Na jedynym przejściu polsko-białoruskim kolejka pojazdów sięga kilkunastu kilometrów. Czas oczekiwania na odprawę dla samochodów ciężarowych wynosi 15 godzin. Wczoraj było to godzin 30. Powodem takiej sytuacji w Bobrownikach jest zmiana białoruskich przepisów celnych.

Od kilku dni tamtejsze służby szczegółowo kontrolują transporty o masie ponad 10 ton z zadeklarowaną wartością celną poniżej 15 tysięcy dolarów. Prawdopodobnie chodzi o wyeliminowanie zaniżania wartości towaru w deklaracjach.

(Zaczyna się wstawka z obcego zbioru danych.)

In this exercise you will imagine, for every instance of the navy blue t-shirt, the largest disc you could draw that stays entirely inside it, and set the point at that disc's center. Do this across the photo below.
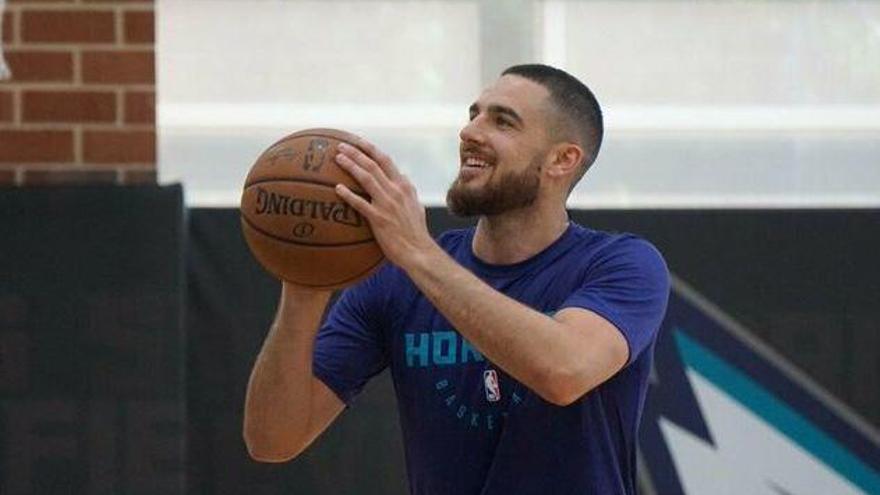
(468, 427)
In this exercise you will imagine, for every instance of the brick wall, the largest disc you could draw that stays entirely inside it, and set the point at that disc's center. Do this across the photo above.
(80, 106)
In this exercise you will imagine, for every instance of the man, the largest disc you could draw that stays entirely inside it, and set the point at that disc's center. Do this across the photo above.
(520, 349)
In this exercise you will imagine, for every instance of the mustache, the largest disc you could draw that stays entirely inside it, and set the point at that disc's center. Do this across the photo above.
(475, 149)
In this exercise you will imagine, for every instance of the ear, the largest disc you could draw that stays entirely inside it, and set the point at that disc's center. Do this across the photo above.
(564, 160)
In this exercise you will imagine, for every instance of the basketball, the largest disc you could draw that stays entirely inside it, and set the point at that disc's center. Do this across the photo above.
(295, 224)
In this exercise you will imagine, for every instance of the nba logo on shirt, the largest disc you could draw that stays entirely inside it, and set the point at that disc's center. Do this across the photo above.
(490, 381)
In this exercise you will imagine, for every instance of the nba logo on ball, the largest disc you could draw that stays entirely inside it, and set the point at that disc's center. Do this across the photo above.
(490, 381)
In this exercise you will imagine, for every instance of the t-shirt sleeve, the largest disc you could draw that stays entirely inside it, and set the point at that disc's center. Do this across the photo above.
(628, 286)
(349, 347)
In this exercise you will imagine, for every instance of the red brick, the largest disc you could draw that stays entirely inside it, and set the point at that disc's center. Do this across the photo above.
(119, 147)
(7, 111)
(7, 177)
(68, 106)
(139, 176)
(59, 26)
(125, 67)
(17, 146)
(33, 66)
(68, 176)
(140, 107)
(139, 26)
(7, 27)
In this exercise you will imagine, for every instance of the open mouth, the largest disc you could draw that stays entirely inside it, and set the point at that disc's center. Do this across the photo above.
(475, 163)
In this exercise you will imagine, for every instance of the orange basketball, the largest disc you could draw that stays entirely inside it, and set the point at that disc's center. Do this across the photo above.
(296, 225)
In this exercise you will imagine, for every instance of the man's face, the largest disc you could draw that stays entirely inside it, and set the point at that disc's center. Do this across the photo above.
(502, 149)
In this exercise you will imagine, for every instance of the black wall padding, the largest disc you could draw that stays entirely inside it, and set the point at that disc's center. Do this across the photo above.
(91, 348)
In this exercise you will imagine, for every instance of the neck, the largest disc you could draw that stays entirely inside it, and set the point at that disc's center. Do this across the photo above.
(518, 235)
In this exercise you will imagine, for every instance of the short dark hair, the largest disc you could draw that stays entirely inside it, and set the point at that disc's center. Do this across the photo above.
(575, 103)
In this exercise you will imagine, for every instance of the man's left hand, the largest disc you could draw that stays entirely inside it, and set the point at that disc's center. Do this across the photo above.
(393, 210)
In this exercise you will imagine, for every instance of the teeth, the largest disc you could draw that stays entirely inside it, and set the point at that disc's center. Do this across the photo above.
(475, 162)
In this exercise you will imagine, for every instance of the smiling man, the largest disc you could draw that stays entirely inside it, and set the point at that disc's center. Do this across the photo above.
(520, 349)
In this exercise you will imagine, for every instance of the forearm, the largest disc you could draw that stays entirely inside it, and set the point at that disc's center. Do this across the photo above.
(529, 345)
(278, 405)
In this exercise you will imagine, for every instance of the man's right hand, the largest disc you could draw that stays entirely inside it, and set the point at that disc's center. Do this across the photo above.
(286, 407)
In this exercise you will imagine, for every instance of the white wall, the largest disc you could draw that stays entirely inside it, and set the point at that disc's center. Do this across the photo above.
(711, 103)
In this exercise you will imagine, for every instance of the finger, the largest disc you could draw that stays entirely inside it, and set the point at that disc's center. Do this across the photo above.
(356, 201)
(376, 186)
(384, 161)
(364, 161)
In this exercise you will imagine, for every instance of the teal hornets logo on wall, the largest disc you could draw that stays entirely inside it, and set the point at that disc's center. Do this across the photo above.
(725, 415)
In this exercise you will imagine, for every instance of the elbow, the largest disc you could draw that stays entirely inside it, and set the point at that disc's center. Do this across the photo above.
(267, 450)
(563, 387)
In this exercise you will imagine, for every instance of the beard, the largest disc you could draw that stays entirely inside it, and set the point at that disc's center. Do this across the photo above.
(511, 191)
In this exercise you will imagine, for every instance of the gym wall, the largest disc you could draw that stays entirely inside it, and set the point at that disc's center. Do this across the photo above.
(80, 105)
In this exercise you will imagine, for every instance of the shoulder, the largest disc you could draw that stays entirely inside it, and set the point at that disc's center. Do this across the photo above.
(622, 251)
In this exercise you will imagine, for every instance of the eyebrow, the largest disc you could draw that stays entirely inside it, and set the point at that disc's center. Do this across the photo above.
(495, 108)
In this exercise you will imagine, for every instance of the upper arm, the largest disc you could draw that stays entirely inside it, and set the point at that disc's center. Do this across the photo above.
(326, 407)
(350, 346)
(615, 314)
(629, 289)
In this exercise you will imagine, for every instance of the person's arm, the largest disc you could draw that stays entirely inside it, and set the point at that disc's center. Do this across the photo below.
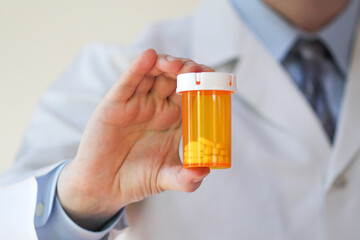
(51, 221)
(129, 149)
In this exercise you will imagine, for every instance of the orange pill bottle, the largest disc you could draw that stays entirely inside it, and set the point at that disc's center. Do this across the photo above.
(206, 118)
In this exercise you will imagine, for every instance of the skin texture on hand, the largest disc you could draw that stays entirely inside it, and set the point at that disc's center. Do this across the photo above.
(129, 149)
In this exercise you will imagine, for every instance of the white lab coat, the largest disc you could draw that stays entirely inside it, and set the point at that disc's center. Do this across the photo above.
(286, 181)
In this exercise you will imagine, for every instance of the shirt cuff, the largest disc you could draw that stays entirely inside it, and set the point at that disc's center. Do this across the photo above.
(52, 222)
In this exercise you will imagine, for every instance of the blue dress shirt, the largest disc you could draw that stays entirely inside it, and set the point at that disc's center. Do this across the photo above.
(53, 222)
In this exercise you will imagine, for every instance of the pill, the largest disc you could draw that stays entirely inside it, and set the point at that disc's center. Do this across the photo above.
(221, 145)
(206, 142)
(222, 152)
(208, 150)
(194, 146)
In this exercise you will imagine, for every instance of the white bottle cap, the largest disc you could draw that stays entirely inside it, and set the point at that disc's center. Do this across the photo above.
(206, 81)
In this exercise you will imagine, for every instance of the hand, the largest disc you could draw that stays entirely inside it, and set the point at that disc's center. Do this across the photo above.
(129, 149)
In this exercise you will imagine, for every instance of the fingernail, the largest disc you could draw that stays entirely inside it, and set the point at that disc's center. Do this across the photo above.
(170, 58)
(190, 63)
(206, 67)
(197, 180)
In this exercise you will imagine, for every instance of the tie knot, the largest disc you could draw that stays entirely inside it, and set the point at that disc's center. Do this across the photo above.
(310, 50)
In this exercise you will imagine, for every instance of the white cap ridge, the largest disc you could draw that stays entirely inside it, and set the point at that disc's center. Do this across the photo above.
(206, 81)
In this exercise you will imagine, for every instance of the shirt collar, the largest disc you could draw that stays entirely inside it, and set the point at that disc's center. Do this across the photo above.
(280, 37)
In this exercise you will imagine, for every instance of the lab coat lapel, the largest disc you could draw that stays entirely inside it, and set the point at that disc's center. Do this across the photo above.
(347, 139)
(261, 81)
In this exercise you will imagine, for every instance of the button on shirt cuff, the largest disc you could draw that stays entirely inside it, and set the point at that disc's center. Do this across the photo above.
(52, 222)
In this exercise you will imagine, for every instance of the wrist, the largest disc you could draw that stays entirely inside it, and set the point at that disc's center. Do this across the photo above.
(85, 209)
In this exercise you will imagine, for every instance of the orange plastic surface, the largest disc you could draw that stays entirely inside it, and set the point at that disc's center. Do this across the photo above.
(206, 129)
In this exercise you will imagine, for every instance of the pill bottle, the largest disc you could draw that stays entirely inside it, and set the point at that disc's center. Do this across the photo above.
(206, 118)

Z kierowcami stojącymi w przygranicznej kolejce rozmawiał nasz reporter Piotr Sadziński, posłuchaj:

W przyszłym tygodniu ma dojść do spotkania przedstawicieli białostockiej Izby Celnej i białoruskiego Urzędu Celnego w Grodnie, by spróbować uzgodnić wyeliminowanie niedogodności.

Przejście w Bobrownikach to obecnie jedyne w północno-wschodniej Polsce przejście obsługujące ruch towarowy na Białoruś. Sąsiednie, w Kuźnicy Białostockiej, jest bowiem zamknięte z powodu rozbudowy.